Belize looks like a good choice as we are not at all bothered by navigation in coral waters (we used to love to poke around in the shallows on the backside of Bora Bora) and the area sounds relatively undeveloped. 

I'd love to hear other options/suggestions, also comments about Belize. 

Thanks


----------



## svzephyr44 (Jun 26, 2000)

Belize has some great upsides (fantastic diving and interesting atolls) and some downsides (mangrove swamps and mosquitoes that will carry you away.) The language is English, the people are nice, and Belize City does not have a well developed cruise ship infrastructure (a blessing in my humble opinion.) As of two years ago Rauscer's guide Cruising Guide to Belize and Mexico's Caribbean Coast, Including Guatemala's Rio Dulce: Freya Rauscher: 9780975575314: Amazon.com: [email protected]@[email protected]@http://ecx.images-amazon.com/images/I/[email protected]@[email protected]@519xrSmQZQL was still the standard. I would opt for a catamaran as the waters are very skinny. You can sail it in a monohull but you will find that may interesting places will be precluded by your draft.

As of March 2012 there was some crime problem - Sailing - Reboot (USA 60493): Belize - Glad I didn't go but as you know this is old news.
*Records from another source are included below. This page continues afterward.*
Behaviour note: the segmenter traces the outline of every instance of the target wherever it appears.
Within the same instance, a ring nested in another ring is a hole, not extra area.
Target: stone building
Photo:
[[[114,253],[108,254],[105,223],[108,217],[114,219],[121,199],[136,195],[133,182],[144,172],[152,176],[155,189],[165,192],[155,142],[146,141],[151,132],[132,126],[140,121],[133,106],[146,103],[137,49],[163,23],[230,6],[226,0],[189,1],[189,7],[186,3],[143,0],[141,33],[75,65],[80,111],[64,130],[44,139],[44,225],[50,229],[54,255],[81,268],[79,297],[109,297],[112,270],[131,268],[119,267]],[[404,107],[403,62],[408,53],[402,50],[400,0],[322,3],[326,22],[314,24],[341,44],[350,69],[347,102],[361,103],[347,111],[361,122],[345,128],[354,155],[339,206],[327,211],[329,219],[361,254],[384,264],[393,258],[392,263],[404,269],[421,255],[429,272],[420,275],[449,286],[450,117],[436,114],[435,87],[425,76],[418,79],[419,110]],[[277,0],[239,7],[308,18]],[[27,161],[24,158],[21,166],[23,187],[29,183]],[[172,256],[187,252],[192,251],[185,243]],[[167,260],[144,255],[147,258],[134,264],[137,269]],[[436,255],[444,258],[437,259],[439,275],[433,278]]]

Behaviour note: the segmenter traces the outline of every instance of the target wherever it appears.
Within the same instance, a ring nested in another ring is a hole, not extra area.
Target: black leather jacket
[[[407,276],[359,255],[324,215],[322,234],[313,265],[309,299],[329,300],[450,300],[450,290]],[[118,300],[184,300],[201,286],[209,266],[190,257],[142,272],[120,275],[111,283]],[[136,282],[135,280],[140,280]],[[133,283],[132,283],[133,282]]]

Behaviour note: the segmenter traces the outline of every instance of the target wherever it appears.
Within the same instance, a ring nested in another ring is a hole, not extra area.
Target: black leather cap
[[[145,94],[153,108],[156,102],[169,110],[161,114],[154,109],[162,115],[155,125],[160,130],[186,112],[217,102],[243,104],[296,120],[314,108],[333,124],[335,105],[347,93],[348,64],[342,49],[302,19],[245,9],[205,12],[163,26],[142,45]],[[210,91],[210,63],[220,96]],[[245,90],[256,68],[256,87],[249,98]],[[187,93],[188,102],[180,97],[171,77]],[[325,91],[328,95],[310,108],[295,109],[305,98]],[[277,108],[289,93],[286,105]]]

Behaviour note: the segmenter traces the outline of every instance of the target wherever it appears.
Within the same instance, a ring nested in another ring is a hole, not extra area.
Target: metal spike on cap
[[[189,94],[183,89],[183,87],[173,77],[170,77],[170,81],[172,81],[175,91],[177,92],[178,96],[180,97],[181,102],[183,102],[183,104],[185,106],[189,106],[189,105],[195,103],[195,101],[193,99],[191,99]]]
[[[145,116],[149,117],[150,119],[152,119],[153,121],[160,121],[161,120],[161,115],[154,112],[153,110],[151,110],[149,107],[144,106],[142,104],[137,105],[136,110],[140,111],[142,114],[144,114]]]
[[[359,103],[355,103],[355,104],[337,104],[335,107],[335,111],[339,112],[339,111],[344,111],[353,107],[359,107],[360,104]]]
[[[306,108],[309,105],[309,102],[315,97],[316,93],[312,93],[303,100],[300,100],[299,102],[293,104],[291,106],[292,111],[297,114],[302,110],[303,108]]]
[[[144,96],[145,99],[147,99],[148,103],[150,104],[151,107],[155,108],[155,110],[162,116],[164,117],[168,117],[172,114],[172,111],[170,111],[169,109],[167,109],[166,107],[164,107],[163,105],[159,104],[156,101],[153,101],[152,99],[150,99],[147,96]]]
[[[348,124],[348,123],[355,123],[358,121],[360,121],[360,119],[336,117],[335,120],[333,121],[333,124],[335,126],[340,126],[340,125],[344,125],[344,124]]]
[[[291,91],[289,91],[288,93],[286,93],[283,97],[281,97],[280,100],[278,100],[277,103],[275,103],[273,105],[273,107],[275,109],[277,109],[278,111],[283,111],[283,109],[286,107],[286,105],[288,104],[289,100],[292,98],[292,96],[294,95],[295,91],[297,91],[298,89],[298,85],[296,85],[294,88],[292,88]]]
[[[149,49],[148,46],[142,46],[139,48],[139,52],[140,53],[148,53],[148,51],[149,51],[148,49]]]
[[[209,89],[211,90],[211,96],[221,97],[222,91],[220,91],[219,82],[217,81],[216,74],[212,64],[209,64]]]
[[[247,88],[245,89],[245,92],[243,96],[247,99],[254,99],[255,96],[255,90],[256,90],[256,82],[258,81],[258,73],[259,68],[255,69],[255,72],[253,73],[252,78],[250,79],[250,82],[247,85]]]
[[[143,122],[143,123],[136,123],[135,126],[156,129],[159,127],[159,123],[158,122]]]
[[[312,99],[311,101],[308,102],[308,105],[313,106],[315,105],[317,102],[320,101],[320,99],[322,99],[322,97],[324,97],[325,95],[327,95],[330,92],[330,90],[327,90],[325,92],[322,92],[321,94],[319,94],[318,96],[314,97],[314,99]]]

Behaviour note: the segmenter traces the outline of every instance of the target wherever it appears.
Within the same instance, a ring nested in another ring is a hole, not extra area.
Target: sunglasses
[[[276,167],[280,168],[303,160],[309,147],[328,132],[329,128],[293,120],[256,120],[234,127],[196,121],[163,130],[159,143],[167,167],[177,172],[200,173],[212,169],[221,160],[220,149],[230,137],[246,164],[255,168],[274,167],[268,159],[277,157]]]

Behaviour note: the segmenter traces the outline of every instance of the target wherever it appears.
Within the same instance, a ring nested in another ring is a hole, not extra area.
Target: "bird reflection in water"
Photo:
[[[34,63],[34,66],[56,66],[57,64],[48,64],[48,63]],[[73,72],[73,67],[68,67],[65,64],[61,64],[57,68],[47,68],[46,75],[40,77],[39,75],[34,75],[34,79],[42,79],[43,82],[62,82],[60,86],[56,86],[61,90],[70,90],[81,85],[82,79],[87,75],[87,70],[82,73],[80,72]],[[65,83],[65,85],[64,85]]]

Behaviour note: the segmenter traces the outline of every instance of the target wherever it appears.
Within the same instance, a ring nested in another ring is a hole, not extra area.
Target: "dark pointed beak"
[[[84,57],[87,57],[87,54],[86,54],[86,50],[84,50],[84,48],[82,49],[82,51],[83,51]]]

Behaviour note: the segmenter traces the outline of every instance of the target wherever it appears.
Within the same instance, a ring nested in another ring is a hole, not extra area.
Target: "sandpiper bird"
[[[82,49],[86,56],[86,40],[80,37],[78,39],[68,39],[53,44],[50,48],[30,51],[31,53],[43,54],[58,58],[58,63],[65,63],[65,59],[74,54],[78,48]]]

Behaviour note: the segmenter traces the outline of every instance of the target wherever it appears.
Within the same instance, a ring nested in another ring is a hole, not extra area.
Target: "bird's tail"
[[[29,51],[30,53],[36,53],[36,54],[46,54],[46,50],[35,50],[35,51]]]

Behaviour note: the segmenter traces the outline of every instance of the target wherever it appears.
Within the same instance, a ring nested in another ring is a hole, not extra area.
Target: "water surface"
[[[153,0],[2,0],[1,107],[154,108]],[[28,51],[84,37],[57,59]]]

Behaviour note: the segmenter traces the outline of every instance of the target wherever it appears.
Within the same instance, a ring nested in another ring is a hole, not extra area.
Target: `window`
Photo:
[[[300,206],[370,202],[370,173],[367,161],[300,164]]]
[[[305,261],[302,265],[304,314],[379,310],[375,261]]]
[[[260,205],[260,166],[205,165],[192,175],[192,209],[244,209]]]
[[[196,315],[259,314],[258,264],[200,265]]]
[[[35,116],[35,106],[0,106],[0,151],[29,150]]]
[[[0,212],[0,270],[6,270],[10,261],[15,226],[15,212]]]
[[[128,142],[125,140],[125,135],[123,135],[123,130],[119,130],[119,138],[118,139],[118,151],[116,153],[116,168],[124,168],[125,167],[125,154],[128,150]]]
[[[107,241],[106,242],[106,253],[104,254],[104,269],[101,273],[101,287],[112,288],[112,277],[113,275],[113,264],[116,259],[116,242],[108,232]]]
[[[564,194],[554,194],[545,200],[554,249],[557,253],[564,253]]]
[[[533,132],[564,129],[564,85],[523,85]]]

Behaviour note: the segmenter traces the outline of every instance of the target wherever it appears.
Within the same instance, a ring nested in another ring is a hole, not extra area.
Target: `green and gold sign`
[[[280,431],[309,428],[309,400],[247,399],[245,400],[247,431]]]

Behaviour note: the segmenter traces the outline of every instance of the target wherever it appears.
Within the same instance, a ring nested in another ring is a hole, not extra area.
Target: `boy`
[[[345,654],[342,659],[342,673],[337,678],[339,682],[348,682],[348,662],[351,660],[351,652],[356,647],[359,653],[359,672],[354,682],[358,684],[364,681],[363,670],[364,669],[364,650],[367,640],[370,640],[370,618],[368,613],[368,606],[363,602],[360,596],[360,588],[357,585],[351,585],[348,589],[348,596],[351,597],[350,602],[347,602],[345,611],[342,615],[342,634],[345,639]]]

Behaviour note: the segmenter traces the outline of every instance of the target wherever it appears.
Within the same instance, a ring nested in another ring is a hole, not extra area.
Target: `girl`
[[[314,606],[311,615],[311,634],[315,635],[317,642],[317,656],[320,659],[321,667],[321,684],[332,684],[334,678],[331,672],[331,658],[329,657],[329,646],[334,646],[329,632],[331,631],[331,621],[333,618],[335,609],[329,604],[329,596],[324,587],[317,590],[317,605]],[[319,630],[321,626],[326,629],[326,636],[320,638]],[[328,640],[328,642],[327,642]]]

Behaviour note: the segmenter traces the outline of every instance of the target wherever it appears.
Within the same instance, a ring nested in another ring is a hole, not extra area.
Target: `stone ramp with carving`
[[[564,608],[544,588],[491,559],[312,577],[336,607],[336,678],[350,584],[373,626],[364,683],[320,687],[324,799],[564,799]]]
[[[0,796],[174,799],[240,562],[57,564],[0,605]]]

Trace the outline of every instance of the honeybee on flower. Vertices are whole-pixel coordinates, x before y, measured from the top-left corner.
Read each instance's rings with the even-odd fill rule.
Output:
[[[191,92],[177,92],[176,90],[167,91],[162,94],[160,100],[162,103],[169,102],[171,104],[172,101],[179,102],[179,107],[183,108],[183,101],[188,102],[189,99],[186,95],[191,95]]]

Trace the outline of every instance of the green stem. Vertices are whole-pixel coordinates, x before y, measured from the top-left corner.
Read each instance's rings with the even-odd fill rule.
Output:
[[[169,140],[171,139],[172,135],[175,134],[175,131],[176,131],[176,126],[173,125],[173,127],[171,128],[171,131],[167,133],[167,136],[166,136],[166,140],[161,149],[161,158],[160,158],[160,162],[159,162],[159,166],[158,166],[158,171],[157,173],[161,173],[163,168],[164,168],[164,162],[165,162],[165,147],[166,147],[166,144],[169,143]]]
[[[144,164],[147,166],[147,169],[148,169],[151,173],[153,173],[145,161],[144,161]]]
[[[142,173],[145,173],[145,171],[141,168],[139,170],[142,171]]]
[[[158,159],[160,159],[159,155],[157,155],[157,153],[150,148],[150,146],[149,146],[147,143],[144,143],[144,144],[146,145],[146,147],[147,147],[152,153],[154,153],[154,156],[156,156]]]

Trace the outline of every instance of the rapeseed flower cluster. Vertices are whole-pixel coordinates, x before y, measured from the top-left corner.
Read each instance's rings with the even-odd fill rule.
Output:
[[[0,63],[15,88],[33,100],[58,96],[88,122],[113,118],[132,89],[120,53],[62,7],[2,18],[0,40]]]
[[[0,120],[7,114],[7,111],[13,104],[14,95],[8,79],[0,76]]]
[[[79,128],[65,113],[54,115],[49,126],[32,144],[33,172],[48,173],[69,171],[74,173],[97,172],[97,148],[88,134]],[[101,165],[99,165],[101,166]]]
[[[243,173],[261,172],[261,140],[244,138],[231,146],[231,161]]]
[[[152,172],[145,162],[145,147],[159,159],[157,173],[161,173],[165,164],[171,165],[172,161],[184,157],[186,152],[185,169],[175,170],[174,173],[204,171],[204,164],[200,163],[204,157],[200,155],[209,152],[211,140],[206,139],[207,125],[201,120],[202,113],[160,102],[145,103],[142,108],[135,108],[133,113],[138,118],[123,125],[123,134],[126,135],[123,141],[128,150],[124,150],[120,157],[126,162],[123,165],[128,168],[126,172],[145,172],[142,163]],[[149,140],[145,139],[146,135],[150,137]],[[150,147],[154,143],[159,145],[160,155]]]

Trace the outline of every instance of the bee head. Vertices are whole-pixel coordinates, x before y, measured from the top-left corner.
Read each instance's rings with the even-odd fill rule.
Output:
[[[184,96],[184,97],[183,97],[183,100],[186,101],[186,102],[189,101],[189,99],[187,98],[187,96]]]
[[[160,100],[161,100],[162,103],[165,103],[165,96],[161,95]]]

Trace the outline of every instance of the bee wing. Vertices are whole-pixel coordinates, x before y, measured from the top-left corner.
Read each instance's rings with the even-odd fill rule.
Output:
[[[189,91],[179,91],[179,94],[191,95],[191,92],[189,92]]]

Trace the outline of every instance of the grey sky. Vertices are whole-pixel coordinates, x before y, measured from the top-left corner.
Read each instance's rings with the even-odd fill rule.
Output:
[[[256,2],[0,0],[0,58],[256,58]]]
Conditions change year to year and sometimes month to month.

This is a link to my blog from my time in Belize. Sailing - Reboot (USA 60493): Belize There are several entries - you need to page toward the later dates to get the entire trip.

There was also a (maybe) scam going on with the port captains where I was there. You had to purchase a permit from them. There was a great deal of question about the legitimacy of the permits. Since I was on an open ended cruise I purchased a permit for more days than I stayed. I was told that there were no refunds.

Finally - If you are from the US look at flying to Canada and then to Belize (not on a single itinerary.) For some reason flights from Montreal and Toronto to Belize City were very cheap compared to flights from the US - we are talking $1,000 less per flight. It was much cheaper to fly to Canada and then pick up a new flight to Belize then fly direct from the US. I don't know if this is still true but it is worth a look.

Fair winds and following seas.


----------



## capecodda (Oct 6, 2009)

Chartered there once, probably about 10 years ago so consider that when evaluating the quality of this advice.

It's shallow, agree with zephyr, we chartered a cat. Lots of time in 10 feet, had to get used to the thought that 10 feet is plenty. Mangrove islands. Some beautiful dive spots. Lots of quiet places. Not your BVI beach bar to beach bar trip.

IMHO it's not really a great place to "sail", not bad, but not great. You are mostly reaching in shallow, calm waters, behind the reef. Great bone fishing, hire a guide if you're into it. Not like the bonefish in the Florida keys that seem to be smarter than I am Scenic in a "mangrovie" kinda way, not a mountainous island kinda way. By saying it's not a great place to sail, I mean if you're looking for a rollicking sail between mountainous Caribbean islands, this ain't it, but no one's getting sea sick. I suspect you're not susceptible given your experience anyway!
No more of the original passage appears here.